On our visit to the dairy farm, they demonstrated commitment to qualitative development. Originally they pursued quantitative growth – expanding the dairy herd from two cows to dozens – but it has reached a comfortable size and they have no plans to grow it further. They instead have focused on qualitative development, such as improving the infrastructure of the farm through installing a wind turbine, and he talked about wanting to switch from disposable plastic milk bottles to recyclable glass.
At the corn ethanol plant, we learned that they are gearing up to produce 55 million gallons of ethanol a year from thousands of acres of corn. We did not hear about plans for further growth, but the plant exists on a landscape where corn ethanol production has increased significantly in the last 10 years, a fine example quantitative growth. We also learned about current research on industrializing the process of breaking down corn stover to make ethanol, a trickier process than making ethanol from corn grain.
In ethanol production from biomass, a shift in feedstocks would be a potential avenue for qualitative development. The production of corn, the current feedstock, is associated with various harmful environmental impacts – nutrient runoff, weed resistance to herbicides, soil erosion. But diversified prairie offers a multitude of environmental benefits: increased habitat for animals and insects, reduced nutrient and soil runoff, reduced need for pesticides. If ethanol producers could create ethanol from diversified prairie biomass, it would incentivize farmers to plant diversified native prairie. There could be benefits all around: for farmers, ethanol producers, and Iowa ecology. While the technology and infrastructure needed for this shift to make ethanol from prairie hay requires a great deal of as yet unrealized investment, the current related efforts in processing corn stover could be an important and informative intermediate stage towards ultimately processing prairie biomass.
This is only a brief into to the compelling field of ecological economics, and I would encourage everyone to read up on it. The article cited below is a good one, and the full text Ecological Economics by Herman Daly and Joshua Farley is on my reading list after the excellent selections we read in class. And if you haven’t figured it out by now, the answer to the title question is: wolves.

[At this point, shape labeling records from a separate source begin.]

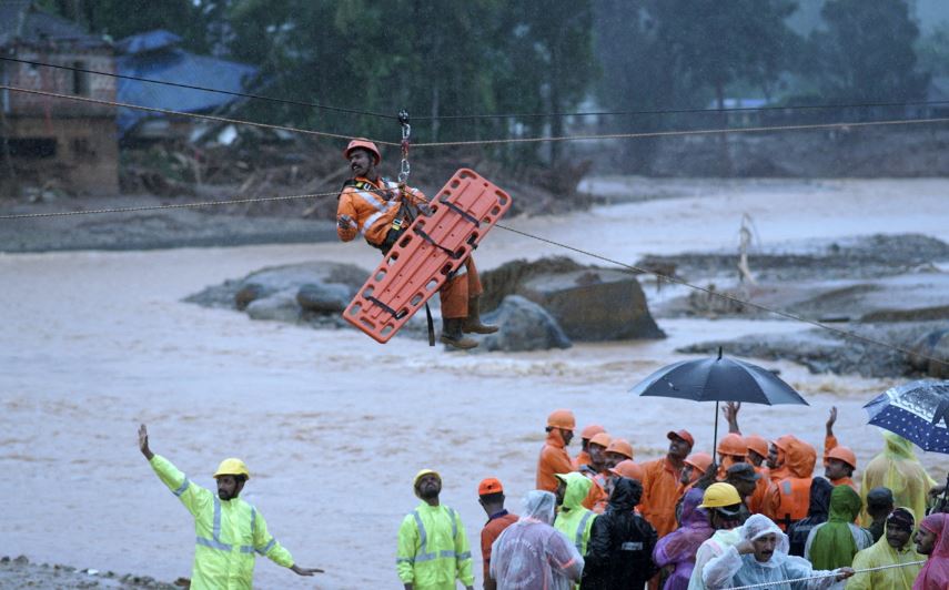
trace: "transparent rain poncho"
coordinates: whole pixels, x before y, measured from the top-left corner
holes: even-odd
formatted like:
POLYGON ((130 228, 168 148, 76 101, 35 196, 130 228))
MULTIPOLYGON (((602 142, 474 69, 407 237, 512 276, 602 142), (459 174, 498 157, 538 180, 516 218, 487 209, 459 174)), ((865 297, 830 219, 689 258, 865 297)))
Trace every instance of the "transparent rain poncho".
POLYGON ((491 549, 491 577, 511 590, 569 590, 583 573, 583 557, 557 529, 556 498, 528 491, 521 519, 504 529, 491 549))
POLYGON ((832 571, 814 570, 806 559, 789 556, 787 535, 768 517, 753 515, 738 531, 743 541, 777 535, 775 552, 768 561, 760 562, 754 553, 739 555, 736 546, 729 547, 703 569, 703 580, 709 590, 758 583, 767 583, 768 590, 820 590, 837 583, 832 571), (798 582, 785 581, 821 574, 829 576, 798 582))

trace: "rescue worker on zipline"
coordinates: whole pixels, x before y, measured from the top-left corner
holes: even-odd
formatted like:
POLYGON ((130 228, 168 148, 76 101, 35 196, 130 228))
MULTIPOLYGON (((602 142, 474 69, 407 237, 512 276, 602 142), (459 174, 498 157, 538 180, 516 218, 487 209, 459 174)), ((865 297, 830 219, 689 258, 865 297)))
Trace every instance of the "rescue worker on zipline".
MULTIPOLYGON (((350 242, 362 234, 366 242, 387 254, 408 228, 416 212, 431 214, 428 201, 417 189, 406 187, 400 194, 398 183, 380 176, 376 166, 382 153, 367 140, 356 139, 346 145, 353 177, 343 185, 336 210, 336 234, 350 242)), ((484 292, 474 260, 465 263, 438 291, 442 302, 440 340, 455 348, 468 349, 477 342, 465 334, 493 334, 496 326, 481 323, 479 299, 484 292)))
POLYGON ((274 563, 290 568, 299 576, 313 576, 323 570, 301 568, 266 529, 266 521, 256 508, 238 496, 250 479, 241 459, 224 459, 214 479, 218 494, 198 486, 178 470, 171 461, 149 448, 149 431, 139 427, 139 449, 159 479, 178 496, 194 517, 198 535, 191 588, 251 588, 254 578, 254 552, 274 563))

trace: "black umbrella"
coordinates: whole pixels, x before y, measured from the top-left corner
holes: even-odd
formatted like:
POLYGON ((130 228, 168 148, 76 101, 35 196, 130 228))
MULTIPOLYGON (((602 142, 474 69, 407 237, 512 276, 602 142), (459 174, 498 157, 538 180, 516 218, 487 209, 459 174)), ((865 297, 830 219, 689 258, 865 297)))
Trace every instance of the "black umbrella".
POLYGON ((773 372, 721 356, 680 360, 653 373, 630 393, 644 397, 675 397, 693 401, 715 401, 715 439, 711 444, 713 456, 718 446, 718 403, 748 401, 751 404, 799 404, 808 403, 800 394, 781 380, 773 372))

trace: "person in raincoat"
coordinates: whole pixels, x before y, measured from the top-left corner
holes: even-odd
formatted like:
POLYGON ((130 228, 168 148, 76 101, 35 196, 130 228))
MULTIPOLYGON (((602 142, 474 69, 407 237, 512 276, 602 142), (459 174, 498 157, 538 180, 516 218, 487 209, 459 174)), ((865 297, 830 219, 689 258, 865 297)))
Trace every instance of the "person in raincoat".
POLYGON ((472 590, 468 538, 462 517, 438 500, 442 476, 422 469, 415 475, 413 487, 422 501, 402 519, 395 558, 405 590, 454 590, 455 580, 472 590))
POLYGON ((564 533, 564 537, 573 541, 577 552, 586 555, 586 545, 589 541, 589 531, 596 513, 583 507, 583 500, 589 492, 593 481, 577 474, 557 474, 557 517, 554 528, 564 533))
POLYGON ((619 478, 606 512, 593 523, 583 571, 584 590, 642 590, 656 573, 653 548, 656 529, 634 507, 643 497, 643 485, 619 478))
POLYGON ((494 541, 491 577, 497 588, 569 590, 580 580, 583 557, 574 543, 552 526, 556 501, 549 491, 528 491, 521 519, 494 541))
MULTIPOLYGON (((916 521, 926 516, 926 499, 936 481, 912 451, 912 442, 894 433, 884 431, 884 450, 867 464, 864 481, 860 485, 860 499, 864 506, 867 492, 882 486, 894 492, 896 506, 906 506, 912 510, 916 521)), ((864 510, 861 523, 870 526, 870 516, 864 510)))
POLYGON ((666 535, 653 550, 653 561, 659 568, 672 568, 663 590, 687 590, 695 555, 698 548, 715 532, 708 521, 708 512, 699 508, 704 490, 690 489, 683 498, 679 528, 666 535))
POLYGON ((874 545, 870 531, 854 525, 860 516, 860 496, 850 486, 837 486, 830 492, 830 515, 827 522, 807 536, 804 558, 819 570, 842 568, 854 562, 857 551, 874 545))
POLYGON ((191 588, 194 590, 252 588, 255 552, 297 576, 313 576, 323 571, 297 566, 290 551, 267 531, 263 515, 239 498, 250 479, 244 461, 221 461, 214 474, 218 481, 218 494, 214 494, 188 479, 161 455, 153 454, 149 447, 145 425, 139 427, 139 450, 159 479, 194 517, 194 532, 198 536, 191 570, 191 588))
POLYGON ((922 566, 910 563, 923 559, 912 545, 915 522, 912 511, 908 508, 897 508, 890 512, 886 519, 886 536, 854 558, 857 573, 847 580, 847 590, 911 590, 922 566), (903 567, 860 571, 899 564, 903 567))
POLYGON ((820 590, 854 576, 849 567, 815 570, 799 557, 788 555, 788 538, 764 515, 753 515, 739 531, 741 540, 710 560, 701 572, 709 589, 767 584, 768 590, 820 590), (798 578, 810 580, 787 582, 798 578))
POLYGON ((695 553, 695 568, 688 580, 688 590, 705 590, 701 571, 706 563, 741 540, 738 535, 741 497, 738 496, 735 486, 724 482, 713 484, 705 490, 698 507, 708 511, 708 523, 715 532, 698 547, 695 553))
POLYGON ((916 550, 928 556, 912 590, 949 588, 949 513, 929 515, 916 531, 916 550))

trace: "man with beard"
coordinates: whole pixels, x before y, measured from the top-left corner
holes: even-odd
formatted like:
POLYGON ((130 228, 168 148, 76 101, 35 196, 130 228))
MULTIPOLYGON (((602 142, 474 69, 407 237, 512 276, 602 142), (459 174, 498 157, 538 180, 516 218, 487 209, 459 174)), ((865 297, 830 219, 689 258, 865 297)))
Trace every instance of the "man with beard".
POLYGON ((634 510, 642 496, 638 481, 625 477, 616 481, 609 507, 593 521, 584 590, 642 590, 656 573, 652 559, 656 530, 634 510))
POLYGON ((313 576, 321 569, 301 568, 267 531, 266 521, 256 508, 239 498, 250 472, 241 459, 224 459, 214 479, 218 495, 192 482, 174 465, 149 448, 149 430, 139 427, 139 450, 149 460, 159 479, 178 496, 194 517, 198 533, 191 588, 251 588, 254 578, 254 552, 274 563, 290 568, 299 576, 313 576))
POLYGON ((442 476, 422 469, 413 482, 422 501, 398 527, 396 567, 405 590, 447 590, 461 580, 474 588, 472 552, 462 517, 442 505, 442 476))
POLYGON ((912 511, 897 508, 886 517, 886 535, 870 548, 857 552, 854 569, 857 573, 847 582, 847 590, 910 590, 922 566, 922 556, 911 542, 915 521, 912 511), (888 569, 877 569, 890 566, 888 569), (897 567, 901 566, 901 567, 897 567), (860 571, 876 570, 876 571, 860 571))
MULTIPOLYGON (((431 213, 428 201, 421 191, 406 187, 403 192, 395 182, 380 176, 376 166, 382 153, 376 145, 363 139, 350 142, 343 151, 350 162, 353 177, 343 185, 336 207, 336 234, 350 242, 362 234, 366 242, 387 254, 414 217, 431 213)), ((442 301, 441 342, 455 348, 468 349, 477 342, 465 334, 493 334, 495 326, 481 323, 479 306, 483 293, 481 279, 471 256, 438 291, 442 301)))
POLYGON ((740 541, 711 559, 701 570, 706 588, 761 584, 769 590, 822 590, 854 576, 849 567, 815 570, 804 558, 788 555, 788 538, 764 515, 753 515, 739 529, 740 541), (789 582, 814 578, 805 584, 789 582))

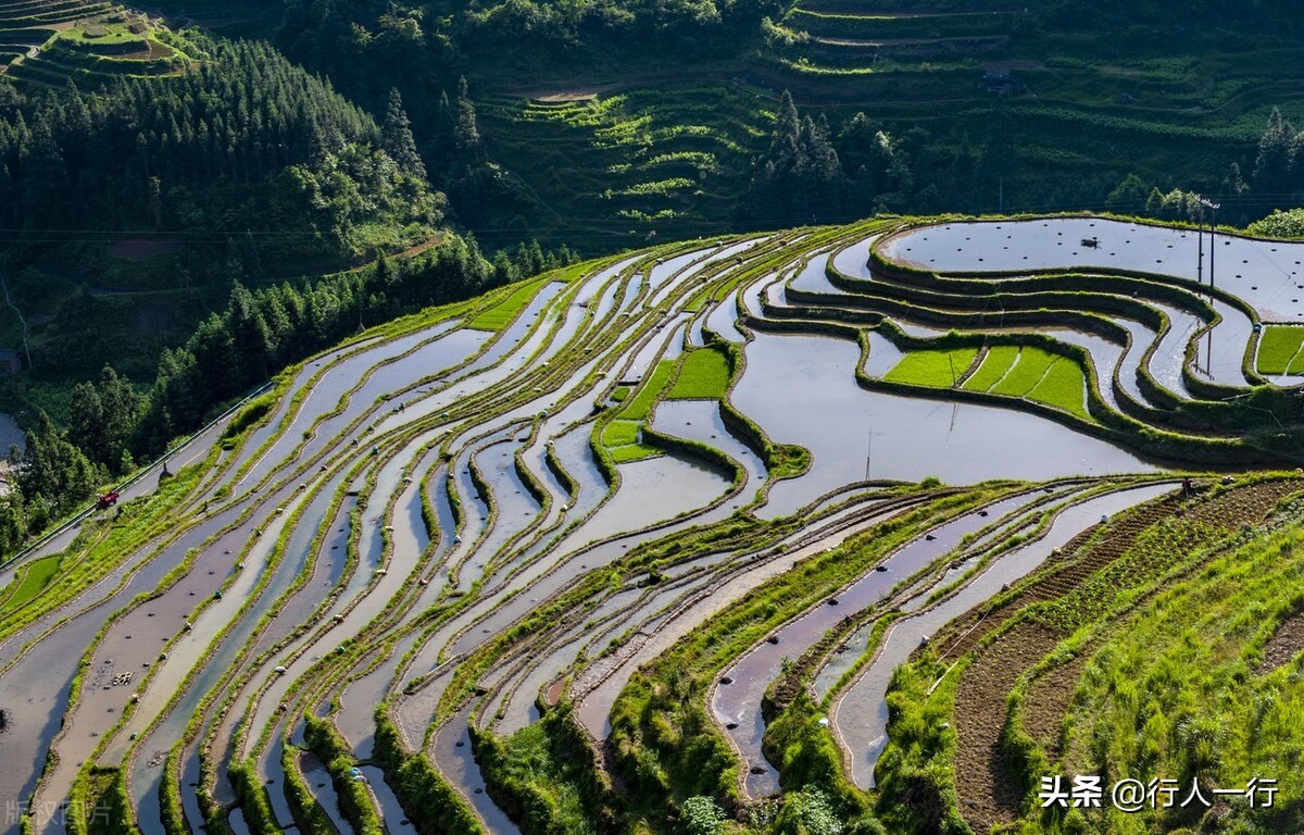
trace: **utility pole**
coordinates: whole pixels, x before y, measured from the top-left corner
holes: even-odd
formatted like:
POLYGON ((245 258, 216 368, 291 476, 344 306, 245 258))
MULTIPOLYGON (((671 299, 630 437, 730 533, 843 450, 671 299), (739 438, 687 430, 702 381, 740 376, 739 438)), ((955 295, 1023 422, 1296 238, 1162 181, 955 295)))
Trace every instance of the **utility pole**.
MULTIPOLYGON (((1213 303, 1214 303, 1214 262, 1215 262, 1217 250, 1218 250, 1218 248, 1214 245, 1215 244, 1214 235, 1215 235, 1215 232, 1218 230, 1218 209, 1219 209, 1219 206, 1222 204, 1215 204, 1215 202, 1213 202, 1213 201, 1210 201, 1210 200, 1208 200, 1205 197, 1200 197, 1200 196, 1197 196, 1196 200, 1200 201, 1200 207, 1201 207, 1200 209, 1200 219, 1201 219, 1201 224, 1200 224, 1201 226, 1200 240, 1201 241, 1204 241, 1204 217, 1205 217, 1204 210, 1209 209, 1209 304, 1213 305, 1213 303)), ((1201 264, 1204 262, 1204 254, 1202 254, 1202 252, 1204 252, 1204 249, 1201 248, 1201 258, 1200 258, 1201 264)), ((1198 357, 1198 352, 1200 352, 1200 348, 1197 346, 1196 347, 1196 356, 1197 357, 1198 357)), ((1200 368, 1198 363, 1196 363, 1196 368, 1200 368)), ((1210 377, 1210 378, 1214 376, 1214 330, 1213 330, 1213 327, 1209 329, 1209 333, 1206 334, 1206 339, 1205 339, 1205 376, 1210 377)))
POLYGON ((865 451, 865 480, 870 480, 870 462, 874 459, 874 427, 870 427, 868 449, 865 451))
POLYGON ((1196 244, 1200 250, 1200 256, 1196 260, 1196 283, 1205 283, 1205 207, 1200 207, 1200 223, 1196 227, 1196 244))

Anna Johnson is pursuing a Master’s in Sociology and Sustainable Agriculture under the direction of Dr. Lois Wright Morton. Prior to enrolling at Iowa State, she worked at the U.S. Department of Agriculture in Washington, D.C.
Citation:
Daly, Herman E. 2005. “Economics in a Full World.” Scientific American 293(3):100–107.
Note that the lines between “human” and “natural” blur and even merge the more closely they are examined. Humans are certainly “natural” – we are physical, biological beings who eat and breathe and drink water; and the very concept of what constitutes “natural” is, in fact, a human idea. But for our purposes here, we’ll treat the two as distinct.